Para bidadari kembali berdendang. Angin mulai berembus keras. Sinar bulan tertahan oleh dedaunan pohon yang bergeletar. Suasana menjadi gelap. Hujan mulai turun. Tidak berapa lama air langit itu makin deras menimpa bumi. Ini pertanda aku harus segera pulang ke kayangan, tempat yang sangat indah. Lebih indah dari mimpi siapa pun. Namun, apalah arti keindahan itu, jika aku tidak bersama anakku. Aku terpaksa tinggal di sana sebagai ungkapan terima kasihku kepada tujuh bidadari yang telah menyelematkanku dari kematian. Ya, kematian yang telah direncanakan oleh ibu dan saudara tiriku. Tidak ada cara lain selain menemani mereka bersenda gurau setiap saat.

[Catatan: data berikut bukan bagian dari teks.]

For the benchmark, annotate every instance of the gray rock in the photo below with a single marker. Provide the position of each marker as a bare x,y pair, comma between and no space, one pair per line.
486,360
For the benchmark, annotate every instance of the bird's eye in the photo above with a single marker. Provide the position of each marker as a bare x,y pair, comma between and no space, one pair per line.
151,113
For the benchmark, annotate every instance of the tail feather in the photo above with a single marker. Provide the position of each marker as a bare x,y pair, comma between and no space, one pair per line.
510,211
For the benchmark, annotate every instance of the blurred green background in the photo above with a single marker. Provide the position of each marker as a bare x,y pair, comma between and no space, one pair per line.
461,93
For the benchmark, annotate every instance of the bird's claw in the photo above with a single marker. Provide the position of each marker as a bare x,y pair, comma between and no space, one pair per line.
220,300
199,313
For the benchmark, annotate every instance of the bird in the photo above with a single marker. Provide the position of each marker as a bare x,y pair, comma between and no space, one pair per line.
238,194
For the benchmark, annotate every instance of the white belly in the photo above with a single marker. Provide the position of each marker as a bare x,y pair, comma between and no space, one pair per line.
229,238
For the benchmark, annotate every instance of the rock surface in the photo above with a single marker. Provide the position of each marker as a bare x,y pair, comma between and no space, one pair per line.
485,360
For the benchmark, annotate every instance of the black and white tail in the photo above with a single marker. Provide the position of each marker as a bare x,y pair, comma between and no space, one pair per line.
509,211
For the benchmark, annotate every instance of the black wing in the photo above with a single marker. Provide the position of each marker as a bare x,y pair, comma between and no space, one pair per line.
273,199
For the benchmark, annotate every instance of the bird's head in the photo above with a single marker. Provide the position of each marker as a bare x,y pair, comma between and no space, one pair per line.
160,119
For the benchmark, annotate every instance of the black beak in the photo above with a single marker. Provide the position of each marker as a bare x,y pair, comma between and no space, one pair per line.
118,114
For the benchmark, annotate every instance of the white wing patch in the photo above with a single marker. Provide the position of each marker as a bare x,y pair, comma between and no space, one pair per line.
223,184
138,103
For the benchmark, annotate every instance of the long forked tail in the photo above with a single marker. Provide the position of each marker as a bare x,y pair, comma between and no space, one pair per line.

Cepat-cepat kutempatkan kembali anakku dalam ayunan. Ya Tuhan, aku tidak mampu berpisah dengan anakku. Tetapi inilah jalan terbaik untuk membalas budi baik para bidadari. Apalagi, ibu dan adik tiriku pasti kembali menyiksaku seperti semula. Aku memandangi anakku dengan perasaan gundah. Tanpa kusadari air mataku jatuh dipipinya yang mungil. Selamat tinggal, sayang.
SEBENARNYA, aku tidak diizinkan oleh penghuni kayangan untuk kembali ke bumi, mereka khawatir ibu tiriku dan Katarina akan menyiksaku setelah mereka tahu bahwa aku hidup kembali. Hal ini sudah kuceritakan kepada mereka, saat mereka menyelamatkanku dari bencana dan memercikkan air kehidupan di sekujur tubuhku. Bencana datang ketika perempuan yang menjadi ibu tiriku itu mengajakku mandi di sungai.
Ya, aku mempunyai ibu dan adik tiri. Mereka sangat jahat kepadaku. Ayahku menikahinya saat aku masih kecil, katanya agar ada yang merawatku saat ia pergi mencari nafkah. Berselang beberapa waktu, anak mereka lahir dan diberi nama Katarina. Tidak jauh beda dengan ibunya, adikku itu sangat jahat kepadaku. Entah apa alasan mereka berbuat demikian. Ayahku meninggal tidak lama setelah Katarina lahir.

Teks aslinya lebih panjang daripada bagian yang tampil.